Изобретение относится к области медицины, и может быть использовано в кардиохирургии для остеосинтеза после срединной стернотомии.
Сердечно-сосудистые заболевания занимают одно из основных мест в структуре заболеваемости населения всего мира. Ежегодно количество оперативных вмешательств на сердце растет, а наиболее часто используемым доступом является срединная стернотомия. Несмотря на значительные успехи в ведении послеоперационных пациентов, появлении новых протоколов профилактики послеоперационных инфекционных осложнений, хирургических техник, а также применения новых материалов, частота развития глубоких раневых инфекций грудины, диастаза грудины и медиастинита может составлять от 0,4% до 10%, по данным мировой литературы. Причем летальность, при развитии медиастинита, может составлять от 10 до 47%, по данным разных авторов. Дестабилизация каркаса грудной клетки может быть вызвана развитием остеомиелита или несостоятельности швов грудины после остеосинтеза, что приводит к появлению дефектов передней грудной стенки. Это увеличивает риск повреждения сердца и легких и, в частности, ухудшает дыхательную функцию из-за боли и парадоксального движения грудной клетки. В ряде случаев, после повторной попытки восстановления механического расхождения грудины, развиваются инфекционные осложнения и, что наиболее важно, массивная потеря грудины. В настоящее время, для остеосинтеза грудины применяют разные виды шовного материала, но до сих пор нет метода, отвечающего всем критериям, таким как надежность, универсальность, доступность по цене и материалам.
Известен способ ушивания грудины (Патент РФ 2721882, МПК А61В 17/00, публ. 2020), включающий формирование проволочных стяжек на поверхности грудины параллельно разрезу грудины.

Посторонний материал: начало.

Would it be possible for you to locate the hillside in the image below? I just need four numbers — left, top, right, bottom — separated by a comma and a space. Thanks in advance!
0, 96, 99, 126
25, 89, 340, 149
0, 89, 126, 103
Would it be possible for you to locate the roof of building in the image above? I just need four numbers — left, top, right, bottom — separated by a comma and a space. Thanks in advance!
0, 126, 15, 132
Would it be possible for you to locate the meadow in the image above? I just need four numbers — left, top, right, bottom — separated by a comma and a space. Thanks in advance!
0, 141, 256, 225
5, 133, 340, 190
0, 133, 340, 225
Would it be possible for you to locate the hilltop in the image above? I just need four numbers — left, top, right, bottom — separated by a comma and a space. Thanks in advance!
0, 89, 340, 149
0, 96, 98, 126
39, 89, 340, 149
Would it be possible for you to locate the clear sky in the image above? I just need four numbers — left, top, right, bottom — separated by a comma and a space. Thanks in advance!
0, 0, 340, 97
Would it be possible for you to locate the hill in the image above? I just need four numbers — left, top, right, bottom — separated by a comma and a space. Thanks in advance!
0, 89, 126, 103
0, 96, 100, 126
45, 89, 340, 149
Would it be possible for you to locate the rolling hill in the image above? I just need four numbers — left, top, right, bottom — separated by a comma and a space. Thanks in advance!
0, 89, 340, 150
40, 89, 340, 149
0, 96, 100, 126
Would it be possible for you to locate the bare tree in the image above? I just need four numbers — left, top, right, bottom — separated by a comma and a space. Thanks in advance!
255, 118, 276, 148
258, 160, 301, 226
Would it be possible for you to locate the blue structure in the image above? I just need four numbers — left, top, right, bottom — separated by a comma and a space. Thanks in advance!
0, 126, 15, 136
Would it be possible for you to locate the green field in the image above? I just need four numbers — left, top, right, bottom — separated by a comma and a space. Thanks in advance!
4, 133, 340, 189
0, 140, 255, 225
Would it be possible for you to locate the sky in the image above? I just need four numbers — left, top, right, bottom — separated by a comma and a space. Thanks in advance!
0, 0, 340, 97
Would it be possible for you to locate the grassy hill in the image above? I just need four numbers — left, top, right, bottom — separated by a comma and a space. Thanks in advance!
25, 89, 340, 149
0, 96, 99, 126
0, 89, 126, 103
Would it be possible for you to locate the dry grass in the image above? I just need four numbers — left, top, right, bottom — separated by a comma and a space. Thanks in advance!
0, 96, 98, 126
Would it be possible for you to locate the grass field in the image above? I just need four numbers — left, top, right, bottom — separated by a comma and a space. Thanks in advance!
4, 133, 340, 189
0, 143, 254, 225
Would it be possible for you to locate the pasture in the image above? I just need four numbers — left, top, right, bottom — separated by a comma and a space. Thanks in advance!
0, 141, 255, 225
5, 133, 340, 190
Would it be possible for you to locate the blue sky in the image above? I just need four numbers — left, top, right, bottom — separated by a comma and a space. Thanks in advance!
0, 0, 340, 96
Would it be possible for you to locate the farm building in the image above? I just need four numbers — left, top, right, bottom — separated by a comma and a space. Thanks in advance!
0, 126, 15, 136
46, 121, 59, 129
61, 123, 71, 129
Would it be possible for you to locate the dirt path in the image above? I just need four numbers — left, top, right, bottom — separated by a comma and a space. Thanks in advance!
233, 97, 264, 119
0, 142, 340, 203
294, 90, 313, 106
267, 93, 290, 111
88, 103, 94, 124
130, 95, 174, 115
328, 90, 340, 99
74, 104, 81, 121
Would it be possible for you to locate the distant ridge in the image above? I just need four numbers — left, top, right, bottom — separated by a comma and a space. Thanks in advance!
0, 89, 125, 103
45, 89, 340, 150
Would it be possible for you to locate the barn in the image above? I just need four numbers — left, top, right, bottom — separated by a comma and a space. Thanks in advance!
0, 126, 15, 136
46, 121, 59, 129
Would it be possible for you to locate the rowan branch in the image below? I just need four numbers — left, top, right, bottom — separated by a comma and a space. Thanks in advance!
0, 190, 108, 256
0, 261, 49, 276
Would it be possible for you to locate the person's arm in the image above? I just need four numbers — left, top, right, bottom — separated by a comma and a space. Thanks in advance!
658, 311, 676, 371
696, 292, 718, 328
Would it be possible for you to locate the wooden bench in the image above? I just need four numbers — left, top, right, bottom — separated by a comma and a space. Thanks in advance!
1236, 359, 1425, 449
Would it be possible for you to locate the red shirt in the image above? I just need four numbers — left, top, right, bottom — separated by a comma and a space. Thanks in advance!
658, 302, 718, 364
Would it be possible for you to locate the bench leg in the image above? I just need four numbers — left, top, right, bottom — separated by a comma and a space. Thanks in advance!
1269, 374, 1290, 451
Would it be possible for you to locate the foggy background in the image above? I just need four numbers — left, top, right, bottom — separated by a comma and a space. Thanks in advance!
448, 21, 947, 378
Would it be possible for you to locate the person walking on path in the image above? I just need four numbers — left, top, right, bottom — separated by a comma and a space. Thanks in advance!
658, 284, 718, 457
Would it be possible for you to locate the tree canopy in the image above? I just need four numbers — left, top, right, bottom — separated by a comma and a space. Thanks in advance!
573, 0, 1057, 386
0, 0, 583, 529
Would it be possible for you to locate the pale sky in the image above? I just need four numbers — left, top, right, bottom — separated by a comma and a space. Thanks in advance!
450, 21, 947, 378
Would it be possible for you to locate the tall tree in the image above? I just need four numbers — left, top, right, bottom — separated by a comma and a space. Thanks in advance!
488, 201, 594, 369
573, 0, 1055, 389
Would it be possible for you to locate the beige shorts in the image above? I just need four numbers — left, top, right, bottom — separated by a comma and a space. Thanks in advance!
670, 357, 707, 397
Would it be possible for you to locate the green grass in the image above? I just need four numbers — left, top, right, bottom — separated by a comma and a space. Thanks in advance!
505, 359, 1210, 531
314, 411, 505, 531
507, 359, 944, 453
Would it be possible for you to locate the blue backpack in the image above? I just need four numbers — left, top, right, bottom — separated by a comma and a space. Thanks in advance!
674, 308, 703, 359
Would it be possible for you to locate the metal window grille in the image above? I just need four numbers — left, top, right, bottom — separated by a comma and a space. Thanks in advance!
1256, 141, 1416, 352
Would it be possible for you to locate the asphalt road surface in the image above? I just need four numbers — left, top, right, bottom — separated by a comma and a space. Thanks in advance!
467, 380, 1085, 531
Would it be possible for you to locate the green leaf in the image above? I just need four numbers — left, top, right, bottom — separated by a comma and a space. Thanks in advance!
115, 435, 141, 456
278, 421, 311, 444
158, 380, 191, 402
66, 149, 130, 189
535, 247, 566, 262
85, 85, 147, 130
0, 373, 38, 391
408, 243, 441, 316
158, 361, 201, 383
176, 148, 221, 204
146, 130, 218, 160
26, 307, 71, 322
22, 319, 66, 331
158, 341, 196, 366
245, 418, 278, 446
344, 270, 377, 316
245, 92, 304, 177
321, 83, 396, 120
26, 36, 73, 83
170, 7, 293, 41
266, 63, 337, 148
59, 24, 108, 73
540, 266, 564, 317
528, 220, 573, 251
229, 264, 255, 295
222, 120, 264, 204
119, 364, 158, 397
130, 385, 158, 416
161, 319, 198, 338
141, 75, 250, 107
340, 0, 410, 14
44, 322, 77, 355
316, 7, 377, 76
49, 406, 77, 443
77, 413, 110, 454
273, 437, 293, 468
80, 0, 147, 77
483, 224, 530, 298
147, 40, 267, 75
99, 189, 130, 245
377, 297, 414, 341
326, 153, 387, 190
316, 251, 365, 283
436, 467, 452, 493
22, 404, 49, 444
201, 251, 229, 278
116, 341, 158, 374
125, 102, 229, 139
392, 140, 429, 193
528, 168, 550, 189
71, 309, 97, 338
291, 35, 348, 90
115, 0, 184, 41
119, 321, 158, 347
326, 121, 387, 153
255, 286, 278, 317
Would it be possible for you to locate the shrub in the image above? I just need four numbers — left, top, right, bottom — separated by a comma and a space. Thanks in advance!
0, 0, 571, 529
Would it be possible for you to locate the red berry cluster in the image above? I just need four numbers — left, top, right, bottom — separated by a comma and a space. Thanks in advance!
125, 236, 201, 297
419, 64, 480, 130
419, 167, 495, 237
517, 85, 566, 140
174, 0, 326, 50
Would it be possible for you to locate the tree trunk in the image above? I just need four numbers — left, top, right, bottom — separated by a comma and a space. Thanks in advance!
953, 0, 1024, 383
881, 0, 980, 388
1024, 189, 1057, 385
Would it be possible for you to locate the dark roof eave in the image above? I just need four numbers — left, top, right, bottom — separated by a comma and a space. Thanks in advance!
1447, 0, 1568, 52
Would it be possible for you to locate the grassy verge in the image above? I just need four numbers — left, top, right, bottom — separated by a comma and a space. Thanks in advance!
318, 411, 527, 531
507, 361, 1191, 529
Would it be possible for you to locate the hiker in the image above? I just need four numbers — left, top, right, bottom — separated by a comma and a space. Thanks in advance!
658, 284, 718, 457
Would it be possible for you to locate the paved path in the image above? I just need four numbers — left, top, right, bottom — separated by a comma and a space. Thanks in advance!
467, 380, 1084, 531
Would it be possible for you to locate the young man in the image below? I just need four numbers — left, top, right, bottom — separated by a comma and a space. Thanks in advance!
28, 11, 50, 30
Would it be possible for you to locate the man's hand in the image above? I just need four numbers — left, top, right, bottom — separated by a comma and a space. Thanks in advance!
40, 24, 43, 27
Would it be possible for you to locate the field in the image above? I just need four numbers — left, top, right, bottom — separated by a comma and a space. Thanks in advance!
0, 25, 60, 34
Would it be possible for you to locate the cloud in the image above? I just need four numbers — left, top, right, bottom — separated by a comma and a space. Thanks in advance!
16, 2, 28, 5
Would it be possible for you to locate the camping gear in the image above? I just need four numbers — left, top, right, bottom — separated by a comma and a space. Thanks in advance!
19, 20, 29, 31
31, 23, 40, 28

Формирование проволочных стяжек на поверхности грудины вдоль краев разреза, на протяжении одного - полутора межреберных промежутков, сведение краев разреза и соединение концов проволочных стяжек путем скручивания на передней поверхности грудины дополнительной проволокой.
Однако данный способ не решает в должной мере вопрос сохранения целостности грудины, что может привести к серьезным осложнениям, поскольку ушивания грудины данным способом не исключает прорезывания проволочных швов. Дополнительный проволочный шов для сведения продольных стяжек не фиксирован к грудине, что также не уменьшает риска прорезывания основного шва.
Наиболее близким является способ восстановления целостности грудины после стернотомии, включающий наложение продольных швов вдоль рассеченных краев грудины и поперек грудины, при этом поперечные швы выполняют снаружи продольных швов, используют проволочный шовный материал, осуществляют натяжение концов поперечных швов для сближения края распила грудины путем скручивания (Robicsek F., Daugherty Н.К., Cook J.W. The prevention and treatment of sternum separation following open-heart surgery. J Thorac Cardiovasc Urg 1977; 73:2:267-268.).
Недостатком этого способа является большая области оперативного вмешательства, повышенный риск травматизации ствола внутренней грудной артерии и ее ветвей, длительность и трудоемкость операции. У больных с ожирением данная процедура сопряжена с высоким риском отделения грудины от реберных дуг.
Задача предлагаемого способа, - устранение указанных недостатков, повышение эффективности хирургического вмешательства, снижение риска возникновения послеоперационных осложнений, за счет исключения смещения структур грудины и нарушения их целостности.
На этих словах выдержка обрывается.